All’indomani dell’abbandono di Palazzo Chigi, Enrico Letta, aveva compiuto un gesto insolito per la politica italiana abbandonando la politica con le dimissioni da parlamentare e una nuova vita.
Una vita fatta di un buon ritiro parigino, dove si era dedicato all’insegnamento, accompagnato da prestigiosi incarichi: insomma il percorso tipico di un ex leader di qualsiasi democrazia occidentale, che consente di “ monetizzare” la propria esperienza.
Dalle interviste, appariva effettivamente l’inizio di una nuova vita e la politica appariva come un ricordo, tanto che il nipotino di Gianni Letta era considerato come un ex, ormai, fuori dal giro.
Tutto bene insomma, se non fosse che un bel giorno, all’indomani delle dimissioni di Nicola Zingaretti, il suo nome improvvisamente torna al centro della discussione come possibile nuovo segretario del PD.
Sembrava impossibile solo a pensarlo qualche tempo prima, ma in breve tempo come un novello Cincinnato, Enrico Letta veniva già acclamato, di ritorno dall’esilio (dorato) parigino, come nuovo segretario del partito.
Ultima carta per rilanciare un partito in piena crisi, esperienza che l’ex premier affronta a viso aperto, spendendosi appieno, tanto è vero che rientra anche in Parlamento approfittando delle suppletive per il collegio uninominale di Siena.
Purtroppo in quasi due anni la situazione non migliora e così inesorabilmente i dem vanno incontro ad una sonora sconfitta alle politiche del 2023 e tanto per non smentirsi, il buon Enrico si dimette.
Dimissioni che danno la cifra del personaggio, al netto di ogni facile umorismo, pronto alle dimissioni; fosse il Parlamento o la Segreteria del partito. Intendiamoci, si tratta di una dote di buon senso che in tanti dovrebbero seguire in politica, perché è giusto che lo sconfitto lasci la sua leadership in mancanza di condizioni positive.
Sarebbe fin troppo facile dire che si trattava di un finale già scritto, perché parliamo non tanto di un “ trascinatore politico” quanto piuttosto di una sorta di “civil servant” di un servitore delle istituzioni, pronto a svolgere il compito che gli viene affidato.
Ecco, questo va detto, perché, diciamo la verità, era chiaro sin dal principio che non era il prospetto giusto per avviare il rilancio del partito democratico, oltretutto in una fase delicata come questa.
Non è una bocciatura ma la constatazione che Letta dovesse essere speso in altri ambiti, forse governativi.
Per dire anche le sorti del governo Draghi, sarebbero state migliori se l’ex BCE si fosse potuto avvalere dei suoi servigi; come uomo di governo ha uno spessore differente con un autorevolezza internazionale.

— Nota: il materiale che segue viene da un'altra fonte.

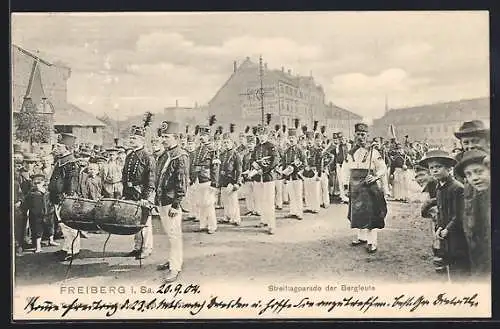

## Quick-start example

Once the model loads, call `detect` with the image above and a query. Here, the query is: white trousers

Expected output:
[304,176,320,211]
[319,171,330,207]
[354,228,378,247]
[336,163,349,201]
[286,179,304,218]
[257,181,276,230]
[245,182,255,211]
[275,179,283,208]
[195,182,217,231]
[221,184,241,224]
[134,215,153,254]
[59,223,80,254]
[159,205,183,272]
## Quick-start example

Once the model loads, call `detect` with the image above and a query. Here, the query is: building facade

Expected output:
[373,97,490,148]
[208,57,360,133]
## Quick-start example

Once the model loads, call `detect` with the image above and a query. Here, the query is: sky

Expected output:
[11,11,490,122]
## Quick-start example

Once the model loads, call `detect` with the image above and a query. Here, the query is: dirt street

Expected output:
[15,197,442,288]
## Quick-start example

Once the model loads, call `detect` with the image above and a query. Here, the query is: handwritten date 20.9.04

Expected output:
[141,283,200,297]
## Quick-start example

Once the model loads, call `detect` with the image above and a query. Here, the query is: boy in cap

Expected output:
[419,150,469,279]
[122,125,156,259]
[155,121,189,283]
[342,123,387,253]
[101,147,123,199]
[455,149,491,279]
[23,174,59,253]
[48,133,80,261]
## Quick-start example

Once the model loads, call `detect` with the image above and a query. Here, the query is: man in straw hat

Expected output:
[48,133,80,261]
[250,126,280,234]
[455,149,491,279]
[189,116,218,234]
[155,121,189,282]
[419,150,470,279]
[122,125,155,259]
[342,123,387,253]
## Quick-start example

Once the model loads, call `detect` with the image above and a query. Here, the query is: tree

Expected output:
[15,103,52,151]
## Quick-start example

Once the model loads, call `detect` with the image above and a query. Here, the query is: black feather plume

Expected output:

Del resto la storia politica italiana è piena di esempi di questo genere, soprattutto se guardiamo alla famiglia politica originaria del buon Enrico, la democrazia cristiana, in cui un Cavallo di razza come Andreotti a livello di partito è stato sostanzialmente un mezzo flop (mai al vertice).
O ancora lo stesso Romano Prodi, non è che abbia avuto tutto questo successo come leader dell’ulivo, laddove ha svolto tutto sommato bene il suo ruolo di premier e poi di Presidente della Commissione Europea.
Ora che destino attende Letta? Anche tenuto conto della (lunga) traversata del deserto che attende il partito democratico, il rischio dell’oblio, stavolta definitivo, è tutt’altro che latente.
Certo sarebbe preferibile, come in passato, che fosse lui stesso a farsi da parte, ma sarebbe un peccato perché il suo contributo a livello parlamentare, in un periodo di vuoto come questo, è sempre importante.
Senza contare, che tolto il solito Draghi, forse più icona che altro, non è che vi siano molti profili da spendere a livello internazionale o perché no in prospettiva come Presidente della Repubblica.
Qualcuno può osservare che già in passato Enrico Letta ha abbandonato la vita politica, ma stavolta è differente, perché in primo luogo è il destino dello stesso PD ad essere a rischio e poi non dimentichiamo una cosa.
Le condizioni che l’hanno portato alla segreteria sono irripetibili, e appare impossibile che tra qualche anno si ripensi di nuovo a lui come leader.
Ecco perché il soldato Letta va salvato, poiché, usarlo come capro espiatorio per ripulire tutte le colpe del Pd non sarebbe corretto, soprattutto se i responsabili di questa crisi fossero anche altri.
Ma alla fine della fiera previsioni e congetture lasciano il tempo che trovano e, come sempre, sarà la politica a fare il suo corso.